To summarize, important aspects for data use professional development interventions include the following:

  • Teacher collaboration in a professional learning community. Similar to other interventions, teacher collaboration is the key to learning how to use data.

  • Starting with a problem from practice, from teachers’ own context.

  • Taking the hunches and ideas of participants seriously by collectively researching these in the form of hypotheses.

  • Making all the data use steps as concrete and explicit as possible.

  • University–school partnerships.

However, there are also challenges associated with these types of data use interventions. This study also shows that professional development requires time. Firstly, time for developing data literacy skills, and secondly, time for the required attitude shift. The attitude shift is needed, because educators need to feel the urge to use data. This shift cannot be created within a few meetings, but grows over time. Therefore, when developing data literacy, it is important to realize that these skills cannot be developed in just a couple of workshops, but that a long-term collaborative approach at the school site is much more likely to lead to the desired results.

The key challenge for practitioners is to share their data literacy skills with their other colleagues in the school and not only within a small team. The way in which practitioners shape the process of knowledge sharing regarding data use will influence the sustainability of the intervention, and thus, also whether and how schools will use data for school improvement in the future. Therefore, we need further research into how data teams will use and share their new data literacy skills in practice.
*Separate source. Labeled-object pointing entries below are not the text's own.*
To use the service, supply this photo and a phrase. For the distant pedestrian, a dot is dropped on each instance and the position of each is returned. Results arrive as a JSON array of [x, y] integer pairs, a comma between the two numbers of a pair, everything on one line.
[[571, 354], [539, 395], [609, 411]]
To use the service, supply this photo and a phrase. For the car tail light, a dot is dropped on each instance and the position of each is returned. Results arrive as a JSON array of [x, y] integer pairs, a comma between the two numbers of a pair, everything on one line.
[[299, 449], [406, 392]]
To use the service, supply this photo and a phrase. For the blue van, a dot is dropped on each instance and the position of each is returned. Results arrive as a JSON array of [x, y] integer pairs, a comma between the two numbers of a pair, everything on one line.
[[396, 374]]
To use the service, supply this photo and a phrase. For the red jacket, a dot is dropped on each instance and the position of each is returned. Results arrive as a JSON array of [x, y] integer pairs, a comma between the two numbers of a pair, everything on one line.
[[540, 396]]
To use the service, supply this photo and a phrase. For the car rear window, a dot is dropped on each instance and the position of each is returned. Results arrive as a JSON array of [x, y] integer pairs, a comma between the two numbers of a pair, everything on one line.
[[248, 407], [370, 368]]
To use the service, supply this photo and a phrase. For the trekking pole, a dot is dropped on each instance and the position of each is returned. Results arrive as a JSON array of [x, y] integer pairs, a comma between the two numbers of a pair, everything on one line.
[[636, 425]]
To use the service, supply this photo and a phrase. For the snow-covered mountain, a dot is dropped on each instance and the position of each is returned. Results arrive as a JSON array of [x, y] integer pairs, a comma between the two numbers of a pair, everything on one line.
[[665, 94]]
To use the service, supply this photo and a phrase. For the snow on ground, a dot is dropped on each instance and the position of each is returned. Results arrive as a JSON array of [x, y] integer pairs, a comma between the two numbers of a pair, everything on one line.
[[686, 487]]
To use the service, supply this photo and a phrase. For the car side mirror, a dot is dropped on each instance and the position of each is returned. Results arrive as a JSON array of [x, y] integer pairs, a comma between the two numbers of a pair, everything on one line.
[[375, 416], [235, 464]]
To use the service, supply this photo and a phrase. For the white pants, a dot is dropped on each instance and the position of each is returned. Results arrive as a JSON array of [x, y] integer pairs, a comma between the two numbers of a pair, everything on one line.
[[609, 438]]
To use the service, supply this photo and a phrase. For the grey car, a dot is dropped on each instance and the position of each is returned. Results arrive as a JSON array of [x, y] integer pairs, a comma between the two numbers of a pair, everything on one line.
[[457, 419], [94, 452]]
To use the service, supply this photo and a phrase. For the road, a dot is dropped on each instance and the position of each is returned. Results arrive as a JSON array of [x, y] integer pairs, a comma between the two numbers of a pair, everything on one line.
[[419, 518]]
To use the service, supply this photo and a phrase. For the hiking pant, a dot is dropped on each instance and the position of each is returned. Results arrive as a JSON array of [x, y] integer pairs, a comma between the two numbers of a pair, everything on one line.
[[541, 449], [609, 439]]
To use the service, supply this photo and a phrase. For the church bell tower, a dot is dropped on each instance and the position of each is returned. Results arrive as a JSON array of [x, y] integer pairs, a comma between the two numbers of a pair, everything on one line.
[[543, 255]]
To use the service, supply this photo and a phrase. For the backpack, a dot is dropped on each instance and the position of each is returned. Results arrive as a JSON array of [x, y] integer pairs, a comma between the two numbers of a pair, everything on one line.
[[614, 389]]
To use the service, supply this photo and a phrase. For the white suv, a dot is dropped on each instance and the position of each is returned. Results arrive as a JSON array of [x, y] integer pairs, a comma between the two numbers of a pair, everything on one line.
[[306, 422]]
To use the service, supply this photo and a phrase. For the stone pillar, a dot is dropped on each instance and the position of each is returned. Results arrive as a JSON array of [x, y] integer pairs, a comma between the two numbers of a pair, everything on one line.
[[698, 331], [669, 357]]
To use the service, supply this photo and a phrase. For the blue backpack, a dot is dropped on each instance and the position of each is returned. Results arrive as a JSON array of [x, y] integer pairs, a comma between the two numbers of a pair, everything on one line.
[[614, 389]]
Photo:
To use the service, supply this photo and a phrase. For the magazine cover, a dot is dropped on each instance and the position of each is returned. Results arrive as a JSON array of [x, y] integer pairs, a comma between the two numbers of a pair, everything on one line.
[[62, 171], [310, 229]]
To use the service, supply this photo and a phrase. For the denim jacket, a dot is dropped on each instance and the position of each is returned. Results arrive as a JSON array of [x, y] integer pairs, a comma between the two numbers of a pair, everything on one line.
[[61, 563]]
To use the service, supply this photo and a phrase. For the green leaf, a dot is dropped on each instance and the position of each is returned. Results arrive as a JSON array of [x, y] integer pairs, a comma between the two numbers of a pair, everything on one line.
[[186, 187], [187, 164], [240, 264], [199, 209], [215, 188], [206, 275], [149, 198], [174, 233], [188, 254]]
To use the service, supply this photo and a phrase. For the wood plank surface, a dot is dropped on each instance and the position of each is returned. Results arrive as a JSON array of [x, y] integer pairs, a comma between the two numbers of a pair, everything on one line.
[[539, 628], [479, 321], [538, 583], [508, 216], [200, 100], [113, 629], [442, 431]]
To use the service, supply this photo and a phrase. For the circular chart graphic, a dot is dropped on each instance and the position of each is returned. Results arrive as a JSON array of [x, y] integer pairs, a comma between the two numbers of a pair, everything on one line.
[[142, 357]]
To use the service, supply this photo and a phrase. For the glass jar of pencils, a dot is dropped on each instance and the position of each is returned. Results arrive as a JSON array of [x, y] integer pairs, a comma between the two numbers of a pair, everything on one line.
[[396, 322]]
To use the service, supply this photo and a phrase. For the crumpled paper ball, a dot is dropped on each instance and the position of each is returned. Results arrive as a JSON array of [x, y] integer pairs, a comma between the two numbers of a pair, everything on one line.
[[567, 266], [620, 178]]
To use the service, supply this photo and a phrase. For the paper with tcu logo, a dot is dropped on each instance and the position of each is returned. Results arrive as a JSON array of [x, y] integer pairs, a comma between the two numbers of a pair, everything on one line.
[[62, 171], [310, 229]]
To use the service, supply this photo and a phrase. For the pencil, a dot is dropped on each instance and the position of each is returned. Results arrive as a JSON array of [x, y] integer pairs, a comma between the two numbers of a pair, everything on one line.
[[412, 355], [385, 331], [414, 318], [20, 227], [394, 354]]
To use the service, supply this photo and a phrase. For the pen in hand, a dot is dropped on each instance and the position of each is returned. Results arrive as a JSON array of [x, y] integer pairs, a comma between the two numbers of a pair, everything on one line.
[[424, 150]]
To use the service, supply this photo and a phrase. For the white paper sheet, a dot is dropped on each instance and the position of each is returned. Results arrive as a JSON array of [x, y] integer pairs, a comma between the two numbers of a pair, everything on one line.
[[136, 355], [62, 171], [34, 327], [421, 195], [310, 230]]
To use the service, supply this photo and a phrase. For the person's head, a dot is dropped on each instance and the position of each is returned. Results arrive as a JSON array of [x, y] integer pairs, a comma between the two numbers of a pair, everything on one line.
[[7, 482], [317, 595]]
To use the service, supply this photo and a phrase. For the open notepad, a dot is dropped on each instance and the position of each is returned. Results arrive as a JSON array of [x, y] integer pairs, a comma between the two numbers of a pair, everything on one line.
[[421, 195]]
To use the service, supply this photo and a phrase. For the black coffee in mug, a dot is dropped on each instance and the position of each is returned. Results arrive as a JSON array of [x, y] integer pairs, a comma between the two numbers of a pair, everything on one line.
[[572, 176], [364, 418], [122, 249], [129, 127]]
Using and sharing data also requires a certain openness in the school and a level of trust. Only if educators are open and willing to use data to reflect on their own classroom practices, we can also expect improvements based on data within classrooms. This is especially important in low-performing schools, where educators often lack basic teaching skills (Mintrop and Sunderman 2013).

4.2 Limitations of the study and implications for further research

Some limitations of this study along with suggestions for further research should be noted. Future research should take into account that the knowledge test used in this study was only administrated within the intervention group and not in a comparison group. We tried to create a complete picture by triangulating the knowledge test results, with interviews and questionnaire results.

In this study, we showed that the participants have learned new data literacy skills. This study did not only use perception data in demonstrating these results, but we went beyond perception data by using a knowledge test to measure the effects on the knowledge and skills of participants. However, as other studies have shown, positive results at the learning level do not automatically lead to effects on student achievement (e.g., see Jacob et al. 2014). Future research should focus on the question of whether the participants actually apply their new data literacy skills in practice. Only if the new data literacy skills are applied in practice can improved student achievement, which is the ultimate goal of professional development, be reached (Kirkpatrick 1996; Guskey 2000). For example, some of the schools reported that their data team had managed to find the causes of their problem and started to implement measures to improve their student achievement. Further research is needed in order to assess whether these measures have had an impact on student achievement. From other studies, we know that this is possible, as these (quasi) experimental studies have found an effect of data use interventions on student achievement (e.g., Carlson et al. 2011; McNaughton et al. 2012).

In addition, as one of the respondents stated in an interview, the question is what happens after the external support ends. The aim is that teams are able to continue with data use after the support has ended. Therefore, not only short-term research into the effects but also research into long-term effects, i.e., the sustainability of data teams, is important.